Now liberals within each church viewed liberals in other churches as closer allies than conservatives within their own faith communities, and conservatives felt the same way in reverse. Now conservative evangelical Protestants, conservative Catholics, orthodox Jews, and even sometimes observant Muslims organized together, forming political groups to fight for their own side in the culture war against both secular liberals and religious liberals within their own congregations. Ideology had surpassed theology and ethnic identity as the primary force of solidarity and division within and among the churches.

In other words: Religion now mirrored the intensified ideological polarization of the country as a whole, with political differences overpowering everything else.

Once we take note of this shift, the present-day alignment of anti-liberal, right-wing forces across the globe begins to seem much less strange — and actually just an extension of the same trends that emerged within the churches more than a half century ago. Now staunchly anti-liberal Americans are beginning to feel they have more in common with like-minded conservatives in other countries than they do with liberals within their own countries. That these forces are rallying around something they call nationalism doesn't alter the fact they're in a transnational movement.

If the right has gone transnational with its allegiances, it is the contemporary liberal center (both the center right and center left) that has come to feel a passionate allegiance to the nation and the institutions empowered to defend it (including the FBI and CIA), as well as a sharp hostility to foreign meddling in American democracy.

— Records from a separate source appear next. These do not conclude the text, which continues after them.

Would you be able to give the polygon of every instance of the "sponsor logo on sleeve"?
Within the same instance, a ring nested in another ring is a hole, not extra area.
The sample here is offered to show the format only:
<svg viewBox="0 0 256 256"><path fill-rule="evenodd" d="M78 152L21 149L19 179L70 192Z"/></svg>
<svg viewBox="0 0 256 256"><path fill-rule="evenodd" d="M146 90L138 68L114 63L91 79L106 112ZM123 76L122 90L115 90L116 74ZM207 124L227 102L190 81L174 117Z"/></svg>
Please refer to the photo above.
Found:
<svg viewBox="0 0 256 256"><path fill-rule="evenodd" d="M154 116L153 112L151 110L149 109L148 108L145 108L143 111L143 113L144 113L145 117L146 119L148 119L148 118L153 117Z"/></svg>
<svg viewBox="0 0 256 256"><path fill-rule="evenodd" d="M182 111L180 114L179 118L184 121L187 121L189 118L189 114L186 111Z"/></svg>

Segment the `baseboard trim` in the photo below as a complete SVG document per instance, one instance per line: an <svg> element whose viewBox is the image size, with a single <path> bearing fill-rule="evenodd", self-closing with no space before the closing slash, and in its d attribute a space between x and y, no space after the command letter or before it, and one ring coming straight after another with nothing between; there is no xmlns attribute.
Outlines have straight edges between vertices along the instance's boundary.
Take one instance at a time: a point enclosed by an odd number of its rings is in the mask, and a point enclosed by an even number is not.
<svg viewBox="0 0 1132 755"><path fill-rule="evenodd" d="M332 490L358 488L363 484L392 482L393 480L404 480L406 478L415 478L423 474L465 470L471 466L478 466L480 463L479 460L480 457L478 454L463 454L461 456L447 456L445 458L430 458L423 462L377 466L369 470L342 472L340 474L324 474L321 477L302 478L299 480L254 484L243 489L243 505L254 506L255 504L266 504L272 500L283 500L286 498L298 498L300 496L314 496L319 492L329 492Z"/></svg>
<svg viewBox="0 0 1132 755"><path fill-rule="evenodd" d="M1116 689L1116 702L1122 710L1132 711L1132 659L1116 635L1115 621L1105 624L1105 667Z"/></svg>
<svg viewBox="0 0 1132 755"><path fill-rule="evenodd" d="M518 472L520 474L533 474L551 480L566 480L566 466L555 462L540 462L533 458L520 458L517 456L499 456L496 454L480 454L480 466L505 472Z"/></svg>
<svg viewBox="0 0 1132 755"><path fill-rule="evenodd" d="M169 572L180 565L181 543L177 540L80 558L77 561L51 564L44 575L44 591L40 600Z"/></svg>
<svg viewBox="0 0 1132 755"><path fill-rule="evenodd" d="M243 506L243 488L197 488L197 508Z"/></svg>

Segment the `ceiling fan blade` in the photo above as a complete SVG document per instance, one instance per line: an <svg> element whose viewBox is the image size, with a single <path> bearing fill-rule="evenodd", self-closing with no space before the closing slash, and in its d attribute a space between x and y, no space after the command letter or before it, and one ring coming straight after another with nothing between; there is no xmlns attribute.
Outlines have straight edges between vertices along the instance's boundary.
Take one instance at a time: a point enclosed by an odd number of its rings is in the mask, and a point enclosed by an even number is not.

And what about the anti-liberal left? That's less clear. The left has long displayed international ambitions, seeking out allies among the working classes of all countries and aiming to unite them in opposition to global capitalism. That could inspire passionate denunciations of the nationalism that's on the rise around the world, along with the oligarchic and kleptocratic forces that so often ally with it.

But for more radical and more ruthless leftists, the potency of right-wing anti-liberalism today could pose a powerful temptation, inspiring thoughts of strategic international alliances and ideological pincer moves designed to weaken the liberal center throughout the West. That wouldn't necessarily convince the left to defend Russian meddling in democratic elections. But it might well encourage the left to mock and dismiss worries about precisely that, and to denounce liberals for allying themselves with the "deep state," the institutions of law enforcement and counter-intelligence that are the most potent means of defending the liberal order against its enemies.

In that event, liberals would reveal themselves to be the true nationalists, confronting transnational ideological opponents on either side.

We may be uncertain about how all of this will unfold in the months and years ahead. But the ominous shape of the possibilities is all too clear.